Der Hauptteil gliedert sich in die Untersuchung des logischen Denkens und Bildes, die Differenzierung zwischen sinnvollen, sinnlosen und unsinnigen Sätzen sowie die Analyse des Weltbegriffs.

Welche Schlüsselwörter charakterisieren die Arbeit?

Die Arbeit lässt sich durch Begriffe wie logisches Bild, Tatsachen, Abbildtheorie, Tautologie und Metaebene charakterisieren.

Warum bezeichnet Wittgenstein die Sätze des Tractatus als "unsinnig"?

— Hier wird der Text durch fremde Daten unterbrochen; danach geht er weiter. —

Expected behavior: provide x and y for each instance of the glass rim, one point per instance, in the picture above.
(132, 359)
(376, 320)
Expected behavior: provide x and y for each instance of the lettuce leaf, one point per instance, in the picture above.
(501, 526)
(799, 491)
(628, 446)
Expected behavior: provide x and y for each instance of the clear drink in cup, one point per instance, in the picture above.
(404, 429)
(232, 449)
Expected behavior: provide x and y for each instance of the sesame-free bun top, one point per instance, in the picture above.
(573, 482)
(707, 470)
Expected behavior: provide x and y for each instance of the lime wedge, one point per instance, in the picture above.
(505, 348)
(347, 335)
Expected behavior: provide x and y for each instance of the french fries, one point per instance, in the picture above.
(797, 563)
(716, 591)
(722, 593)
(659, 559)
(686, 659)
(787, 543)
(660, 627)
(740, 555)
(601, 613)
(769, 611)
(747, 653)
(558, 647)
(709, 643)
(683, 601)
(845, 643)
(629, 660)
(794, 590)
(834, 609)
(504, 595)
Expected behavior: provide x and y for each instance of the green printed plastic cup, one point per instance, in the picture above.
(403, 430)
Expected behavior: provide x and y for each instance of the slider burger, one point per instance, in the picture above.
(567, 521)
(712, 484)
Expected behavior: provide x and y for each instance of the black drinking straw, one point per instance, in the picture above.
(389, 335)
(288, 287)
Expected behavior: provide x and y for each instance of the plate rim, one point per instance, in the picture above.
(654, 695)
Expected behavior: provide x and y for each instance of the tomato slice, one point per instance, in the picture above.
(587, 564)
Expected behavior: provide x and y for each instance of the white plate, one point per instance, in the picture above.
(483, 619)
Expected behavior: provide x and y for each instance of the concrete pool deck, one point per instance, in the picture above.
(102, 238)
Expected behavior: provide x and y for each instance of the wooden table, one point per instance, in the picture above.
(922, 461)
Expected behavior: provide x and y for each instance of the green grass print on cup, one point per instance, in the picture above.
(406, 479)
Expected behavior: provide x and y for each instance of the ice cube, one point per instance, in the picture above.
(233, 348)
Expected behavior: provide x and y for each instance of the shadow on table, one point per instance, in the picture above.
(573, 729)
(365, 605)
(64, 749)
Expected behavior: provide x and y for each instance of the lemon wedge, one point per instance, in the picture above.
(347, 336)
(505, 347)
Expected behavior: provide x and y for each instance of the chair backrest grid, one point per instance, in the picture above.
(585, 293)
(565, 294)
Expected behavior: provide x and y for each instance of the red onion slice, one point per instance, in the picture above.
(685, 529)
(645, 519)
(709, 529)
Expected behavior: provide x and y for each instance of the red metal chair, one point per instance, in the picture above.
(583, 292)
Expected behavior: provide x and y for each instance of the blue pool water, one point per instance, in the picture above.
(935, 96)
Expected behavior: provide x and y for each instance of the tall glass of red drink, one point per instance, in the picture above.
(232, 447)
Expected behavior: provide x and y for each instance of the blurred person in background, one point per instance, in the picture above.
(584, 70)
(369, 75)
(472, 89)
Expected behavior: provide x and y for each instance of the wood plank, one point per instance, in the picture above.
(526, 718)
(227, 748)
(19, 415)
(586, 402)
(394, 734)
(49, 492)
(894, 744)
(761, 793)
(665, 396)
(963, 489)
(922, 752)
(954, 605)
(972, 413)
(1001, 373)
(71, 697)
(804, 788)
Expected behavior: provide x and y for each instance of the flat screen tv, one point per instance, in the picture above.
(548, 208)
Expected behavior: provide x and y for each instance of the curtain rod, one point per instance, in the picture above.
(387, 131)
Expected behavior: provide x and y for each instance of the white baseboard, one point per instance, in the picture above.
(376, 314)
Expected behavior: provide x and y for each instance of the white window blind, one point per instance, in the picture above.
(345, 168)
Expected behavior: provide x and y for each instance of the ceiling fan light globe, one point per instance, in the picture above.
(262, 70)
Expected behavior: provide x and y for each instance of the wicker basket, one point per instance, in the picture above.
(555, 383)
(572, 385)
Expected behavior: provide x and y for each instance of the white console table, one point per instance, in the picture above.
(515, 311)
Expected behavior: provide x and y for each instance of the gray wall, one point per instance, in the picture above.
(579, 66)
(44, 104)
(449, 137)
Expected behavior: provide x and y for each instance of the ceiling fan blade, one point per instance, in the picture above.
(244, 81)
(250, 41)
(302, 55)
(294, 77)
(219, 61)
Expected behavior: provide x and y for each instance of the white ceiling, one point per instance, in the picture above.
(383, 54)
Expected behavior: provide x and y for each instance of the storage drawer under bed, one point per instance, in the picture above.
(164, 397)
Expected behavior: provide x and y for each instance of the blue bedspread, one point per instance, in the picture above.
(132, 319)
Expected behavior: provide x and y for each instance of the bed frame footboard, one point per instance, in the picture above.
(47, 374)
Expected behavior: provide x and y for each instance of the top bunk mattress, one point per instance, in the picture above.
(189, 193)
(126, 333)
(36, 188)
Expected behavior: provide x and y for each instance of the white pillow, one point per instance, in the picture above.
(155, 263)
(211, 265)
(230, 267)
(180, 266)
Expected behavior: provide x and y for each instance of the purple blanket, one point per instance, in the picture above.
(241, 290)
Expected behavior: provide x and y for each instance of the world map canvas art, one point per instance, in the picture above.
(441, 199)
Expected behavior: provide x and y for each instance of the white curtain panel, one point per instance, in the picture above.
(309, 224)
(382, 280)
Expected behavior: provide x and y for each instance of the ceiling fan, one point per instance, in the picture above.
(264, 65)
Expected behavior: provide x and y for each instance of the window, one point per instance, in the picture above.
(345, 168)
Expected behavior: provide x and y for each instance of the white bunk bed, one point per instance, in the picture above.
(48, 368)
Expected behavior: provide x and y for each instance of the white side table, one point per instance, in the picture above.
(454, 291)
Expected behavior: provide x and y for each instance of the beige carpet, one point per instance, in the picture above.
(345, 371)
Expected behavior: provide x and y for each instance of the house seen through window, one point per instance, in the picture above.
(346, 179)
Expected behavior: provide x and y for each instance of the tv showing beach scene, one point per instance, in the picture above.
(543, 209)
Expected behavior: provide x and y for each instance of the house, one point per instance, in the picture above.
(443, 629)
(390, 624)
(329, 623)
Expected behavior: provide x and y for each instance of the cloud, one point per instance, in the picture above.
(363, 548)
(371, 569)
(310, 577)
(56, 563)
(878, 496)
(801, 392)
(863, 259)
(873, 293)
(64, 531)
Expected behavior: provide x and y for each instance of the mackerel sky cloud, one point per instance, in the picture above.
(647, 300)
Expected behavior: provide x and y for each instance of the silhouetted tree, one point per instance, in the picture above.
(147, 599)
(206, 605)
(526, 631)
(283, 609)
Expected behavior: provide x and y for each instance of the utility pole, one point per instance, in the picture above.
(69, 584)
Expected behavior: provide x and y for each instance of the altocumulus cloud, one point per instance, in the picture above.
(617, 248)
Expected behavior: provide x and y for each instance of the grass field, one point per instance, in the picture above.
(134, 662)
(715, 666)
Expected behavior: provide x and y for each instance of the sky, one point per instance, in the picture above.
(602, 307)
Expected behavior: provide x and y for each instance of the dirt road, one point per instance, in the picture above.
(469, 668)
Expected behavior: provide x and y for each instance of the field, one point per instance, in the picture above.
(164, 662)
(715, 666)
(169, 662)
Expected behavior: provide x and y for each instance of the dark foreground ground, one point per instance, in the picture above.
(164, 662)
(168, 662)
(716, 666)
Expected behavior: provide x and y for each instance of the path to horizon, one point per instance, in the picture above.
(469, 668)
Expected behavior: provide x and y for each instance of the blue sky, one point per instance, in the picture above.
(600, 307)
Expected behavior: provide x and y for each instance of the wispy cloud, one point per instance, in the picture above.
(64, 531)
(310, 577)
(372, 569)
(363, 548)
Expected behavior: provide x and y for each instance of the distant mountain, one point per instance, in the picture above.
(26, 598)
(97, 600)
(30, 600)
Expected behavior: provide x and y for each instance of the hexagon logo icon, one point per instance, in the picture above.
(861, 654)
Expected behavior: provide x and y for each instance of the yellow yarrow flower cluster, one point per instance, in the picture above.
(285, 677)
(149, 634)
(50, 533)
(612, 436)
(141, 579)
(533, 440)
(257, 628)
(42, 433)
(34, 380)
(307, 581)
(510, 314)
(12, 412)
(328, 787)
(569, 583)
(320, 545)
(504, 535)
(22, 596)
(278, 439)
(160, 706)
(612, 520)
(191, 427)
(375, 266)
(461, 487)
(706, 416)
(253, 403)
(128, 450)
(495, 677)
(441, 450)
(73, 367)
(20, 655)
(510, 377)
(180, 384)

Da die Sätze des Tractatus keine Abbilder von Sachverhalten in der Welt sind, lassen sie sich nicht mit der Wirklichkeit vergleichen, was sie nach Wittgensteins eigener Definition als unsinnig ausweist.

Wie lässt sich die Paradoxie lösen, dass wir die Sätze verstehen sollen, obwohl sie unsinnig sind?

Durch die Einbeziehung der Metaebene: Der Leser erkennt, dass Wittgenstein auf einer Metaebene über die Grenzen der Sprache spricht, was als eine Art "Leiter" dient, die nach dem Verständnis weggeworfen werden kann.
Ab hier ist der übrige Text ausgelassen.